An exercise in fairer school funding

The Conservative View with Cllr Duncan Crow SUS-170126-103712001
The Conservative View with Cllr Duncan Crow SUS-170126-103712001

As well as wrecking the public finances for a generation, the last Labour government also built up some major financial inequalities and unfairness in the allocation of government funding. This included school funding where Crawley and West Sussex increasingly lost out to schools in Labour heartlands in the north of England and inner London.

Addressing these severe imbalances, especially while working to repair the public finances has proved to be difficult, as no one wants to pull the rug from under the best funded schools by sharply reducing their funding. The good news is that last week, the Education Secretary set out the introduction of a new fairer funding formula for schools that will end the postcode lottery in funding.

For the first time, the money the Conservative government are investing in schools will be distributed according to a formula based on the individual needs and characteristics of every school in the country. Alongside the extra £1.3 billion being announced for schools, it will mean an increase in the basic amount of funding that every pupil gets. As an area that lost out under the previous system, my understanding is that this will work out at an average funding increase of 10.3% for Crawley schools.

The Conservative government will introduce a minimum per pupil funding level, so that all secondary schools will attract at least £4,600 per pupil and primary schools £3,300 per pupil next year.

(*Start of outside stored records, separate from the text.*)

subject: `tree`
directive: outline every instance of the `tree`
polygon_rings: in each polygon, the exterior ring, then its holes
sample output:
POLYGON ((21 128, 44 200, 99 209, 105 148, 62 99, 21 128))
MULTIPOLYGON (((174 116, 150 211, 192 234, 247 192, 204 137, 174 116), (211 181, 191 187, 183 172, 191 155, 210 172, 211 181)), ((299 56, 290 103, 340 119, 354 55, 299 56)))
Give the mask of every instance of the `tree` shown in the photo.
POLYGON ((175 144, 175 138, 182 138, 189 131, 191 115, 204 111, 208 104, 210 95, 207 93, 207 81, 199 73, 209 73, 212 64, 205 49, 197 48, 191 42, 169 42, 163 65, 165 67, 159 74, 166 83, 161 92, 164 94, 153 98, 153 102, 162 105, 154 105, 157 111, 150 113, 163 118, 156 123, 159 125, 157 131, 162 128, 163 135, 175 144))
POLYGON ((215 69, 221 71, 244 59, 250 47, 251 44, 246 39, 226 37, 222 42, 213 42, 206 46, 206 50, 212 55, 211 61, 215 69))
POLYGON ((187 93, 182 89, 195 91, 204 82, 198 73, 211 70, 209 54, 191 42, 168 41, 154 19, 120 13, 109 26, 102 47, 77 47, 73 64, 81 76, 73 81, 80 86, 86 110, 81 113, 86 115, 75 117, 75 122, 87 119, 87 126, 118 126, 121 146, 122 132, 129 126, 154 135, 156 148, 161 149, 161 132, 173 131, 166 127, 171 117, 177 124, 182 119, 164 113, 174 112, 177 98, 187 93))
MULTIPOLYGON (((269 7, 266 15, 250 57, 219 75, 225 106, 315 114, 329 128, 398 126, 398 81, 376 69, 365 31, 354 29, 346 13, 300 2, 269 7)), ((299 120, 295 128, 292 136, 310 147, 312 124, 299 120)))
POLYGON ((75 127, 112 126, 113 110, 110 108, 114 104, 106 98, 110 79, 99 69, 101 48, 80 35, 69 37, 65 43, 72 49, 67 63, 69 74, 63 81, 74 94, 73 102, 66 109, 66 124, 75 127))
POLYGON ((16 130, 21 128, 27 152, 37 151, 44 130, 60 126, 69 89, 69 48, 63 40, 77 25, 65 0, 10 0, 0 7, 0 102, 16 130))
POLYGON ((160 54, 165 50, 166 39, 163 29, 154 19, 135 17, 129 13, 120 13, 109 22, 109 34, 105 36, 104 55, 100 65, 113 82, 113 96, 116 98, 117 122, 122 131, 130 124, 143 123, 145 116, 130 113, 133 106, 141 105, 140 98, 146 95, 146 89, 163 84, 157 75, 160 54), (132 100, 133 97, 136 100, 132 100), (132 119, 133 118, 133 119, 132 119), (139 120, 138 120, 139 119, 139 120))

This will rise to at least £4,800 per secondary school pupil and £3,500 per primary school pupil in 2019/20.

While Crawley does well out of the fairer funding formula, It is important to note that there will also be a cash increase in respect of every school nationally, of at least 0.5% more per pupil in 2018-19 and 1% in 2019-20 compared to today’s baseline. All of our children should receive the education they deserve regardless of wherever they live, and it is good to see that there are now 1.8 million more pupils being educated in officially good or outstanding schools since 2010. Fairer and increased funding should see this rise still further.